Dear Teachers, I'd say that these words really drive me crazy. :mad: From the explanations in the dictionary, I see no differences. But I don't think they are interchangable--there must be some differences. As a native speaker, from your own experience of using English, what difference do you think is important for learners to remember? Thanks a lot! :)
gleam: constant and steady light, in the surrounding darkness, reflected or not. Close to 'glow'. Eg.
The lights of the car gleamed in the distance.
The lighthouse gleamed through the clouds.
He wore expensive, gleaming shoes.
The moonlight gleamed on the quiet lake.
glimmer: feeble, steady light, dimmed as though there were some sort of veil or something. Does not work for reflected lights. Eg.

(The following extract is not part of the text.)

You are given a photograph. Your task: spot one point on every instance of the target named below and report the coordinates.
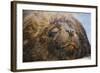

The lights of the house glimmered through the fog.
I saw a glimmering light at the end of the tunnel.
glint: momentary light reflected from metal or glass. Eg.
The sunlight glinted on the scope of the rookie sniper's rifle.
The light glinted on his wristwatch.
glisten: reflected light, on water, moisture etc. Eg.
The face of the poker player was glistening with sweat.
Her eyes glistened with tears.
glitter: light reflected on metal. Eg.
The assassin's knife glittered just before he stroke.
The eyes of the beast glittered as it prepared itself to jump on its prey.